After you do this, you shouldn't have any issue if your IDE Maven integration knows about and takes care of using the build-helper plugin to manage compilation directories for the module in the IDE. However....
Myself, I find that I have to first select the top level Apollo.app module, and then Menu -> Run As -> Maven generate sources (or the equivalent in your IDE). This should generate all the sources required for every submodule, so...
Feel free to generate issues and such and I will look into it as I do want this to be flawless and a good experience. I know that's impossible, but it undoubtedly can be made better, and PRs are of course a thing.
Metrics
Apollo uses Dropwizard Metrics and these are available for Fireflies, Reliable Broadcast, Ethereal and CHOAM.
Testing
By default, the build uses a reduced number of simulated clients for testing. To enable the larger test suite, use the system property "large_tests". For example
mvn clean install -Dlarge_tests=true
This requires a decent amount of resources, using two orders of magnitude more simulated clients in the tests, with longer serial transaction chains per transactioneer client. This runs fine on my Apple M1max, but this is a beefy machine. YMMV.
Current Status
Currently, the system is in devlopment. Fundamental identity and digest/signature/pubKey encodings has been integrated. Apollo is using Aleph-BFT for consensus, in the form of the Ethereal module.
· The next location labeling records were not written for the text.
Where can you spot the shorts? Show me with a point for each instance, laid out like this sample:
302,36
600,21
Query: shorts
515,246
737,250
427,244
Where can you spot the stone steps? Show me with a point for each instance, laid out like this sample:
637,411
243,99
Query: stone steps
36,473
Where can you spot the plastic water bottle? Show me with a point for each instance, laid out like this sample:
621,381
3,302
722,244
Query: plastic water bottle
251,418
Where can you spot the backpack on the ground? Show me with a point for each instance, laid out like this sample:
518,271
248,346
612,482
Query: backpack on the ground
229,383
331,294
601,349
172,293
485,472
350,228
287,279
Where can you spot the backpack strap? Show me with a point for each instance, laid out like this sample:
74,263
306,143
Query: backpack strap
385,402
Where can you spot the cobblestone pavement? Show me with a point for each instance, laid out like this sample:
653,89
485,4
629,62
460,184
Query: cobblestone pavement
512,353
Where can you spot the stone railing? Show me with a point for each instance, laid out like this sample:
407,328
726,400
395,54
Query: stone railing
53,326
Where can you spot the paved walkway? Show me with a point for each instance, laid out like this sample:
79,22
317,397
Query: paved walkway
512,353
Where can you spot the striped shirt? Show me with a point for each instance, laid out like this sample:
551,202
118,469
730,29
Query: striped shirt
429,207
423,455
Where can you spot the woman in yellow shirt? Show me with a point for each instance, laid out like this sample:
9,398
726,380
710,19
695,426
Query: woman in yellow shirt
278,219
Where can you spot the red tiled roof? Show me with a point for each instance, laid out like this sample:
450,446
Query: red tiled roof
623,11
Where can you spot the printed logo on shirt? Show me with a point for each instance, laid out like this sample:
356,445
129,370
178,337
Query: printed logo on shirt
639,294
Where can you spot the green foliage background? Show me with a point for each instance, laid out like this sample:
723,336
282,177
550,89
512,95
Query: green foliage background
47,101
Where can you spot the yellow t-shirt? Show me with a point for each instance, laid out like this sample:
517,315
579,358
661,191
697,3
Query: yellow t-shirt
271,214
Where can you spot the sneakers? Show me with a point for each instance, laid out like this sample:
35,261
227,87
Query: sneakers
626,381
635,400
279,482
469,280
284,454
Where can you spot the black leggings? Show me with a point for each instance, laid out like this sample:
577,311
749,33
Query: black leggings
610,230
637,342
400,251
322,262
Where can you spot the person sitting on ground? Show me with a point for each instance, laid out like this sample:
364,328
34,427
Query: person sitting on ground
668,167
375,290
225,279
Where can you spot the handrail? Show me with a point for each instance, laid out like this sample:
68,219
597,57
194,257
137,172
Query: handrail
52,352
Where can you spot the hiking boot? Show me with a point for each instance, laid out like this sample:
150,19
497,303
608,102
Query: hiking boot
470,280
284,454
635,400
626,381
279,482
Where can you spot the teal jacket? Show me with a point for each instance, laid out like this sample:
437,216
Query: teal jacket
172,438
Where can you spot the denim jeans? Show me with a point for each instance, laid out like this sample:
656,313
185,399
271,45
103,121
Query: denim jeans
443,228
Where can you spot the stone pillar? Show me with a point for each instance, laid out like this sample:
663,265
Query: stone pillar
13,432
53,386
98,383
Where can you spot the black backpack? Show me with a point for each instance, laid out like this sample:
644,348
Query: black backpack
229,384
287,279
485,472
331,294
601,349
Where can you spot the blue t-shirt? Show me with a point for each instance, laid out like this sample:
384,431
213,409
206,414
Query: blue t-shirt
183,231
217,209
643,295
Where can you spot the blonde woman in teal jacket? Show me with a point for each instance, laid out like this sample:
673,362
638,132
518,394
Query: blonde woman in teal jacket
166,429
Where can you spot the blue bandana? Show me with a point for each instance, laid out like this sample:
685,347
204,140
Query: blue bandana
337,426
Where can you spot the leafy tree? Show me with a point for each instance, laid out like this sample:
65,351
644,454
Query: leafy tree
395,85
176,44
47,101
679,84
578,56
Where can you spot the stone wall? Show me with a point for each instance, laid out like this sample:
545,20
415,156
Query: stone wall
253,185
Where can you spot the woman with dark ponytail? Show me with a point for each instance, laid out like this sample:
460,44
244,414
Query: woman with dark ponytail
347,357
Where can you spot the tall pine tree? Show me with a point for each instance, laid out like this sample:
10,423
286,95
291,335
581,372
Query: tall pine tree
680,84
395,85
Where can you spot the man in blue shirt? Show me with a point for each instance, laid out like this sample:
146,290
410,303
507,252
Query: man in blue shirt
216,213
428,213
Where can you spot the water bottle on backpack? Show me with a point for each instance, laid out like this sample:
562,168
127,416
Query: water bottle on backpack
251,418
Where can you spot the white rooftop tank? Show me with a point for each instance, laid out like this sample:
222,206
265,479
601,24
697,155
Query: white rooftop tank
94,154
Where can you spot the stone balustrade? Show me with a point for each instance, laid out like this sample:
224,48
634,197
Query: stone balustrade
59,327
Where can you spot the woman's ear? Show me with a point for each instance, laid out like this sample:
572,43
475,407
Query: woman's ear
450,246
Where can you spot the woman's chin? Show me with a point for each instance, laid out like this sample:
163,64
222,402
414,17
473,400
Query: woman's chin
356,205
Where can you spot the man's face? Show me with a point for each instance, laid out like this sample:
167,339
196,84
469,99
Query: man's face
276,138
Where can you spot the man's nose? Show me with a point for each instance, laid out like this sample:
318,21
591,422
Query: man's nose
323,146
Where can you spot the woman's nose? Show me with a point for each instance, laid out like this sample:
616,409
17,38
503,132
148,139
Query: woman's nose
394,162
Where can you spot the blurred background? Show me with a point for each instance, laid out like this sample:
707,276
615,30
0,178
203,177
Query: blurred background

CHOAM has now replaced Consortium, and the SQL replicated state machine now uses CHOAM for it's linear log and transaction model.
Multitenant shards is in place and being worked upon currently. This integrates Stereotomy and Delphinius using CHOAM. An E2E test of the ReBAC Delphinius service is in development being tested. Full integration of ProcessDomains using Fireflies discovery is in development.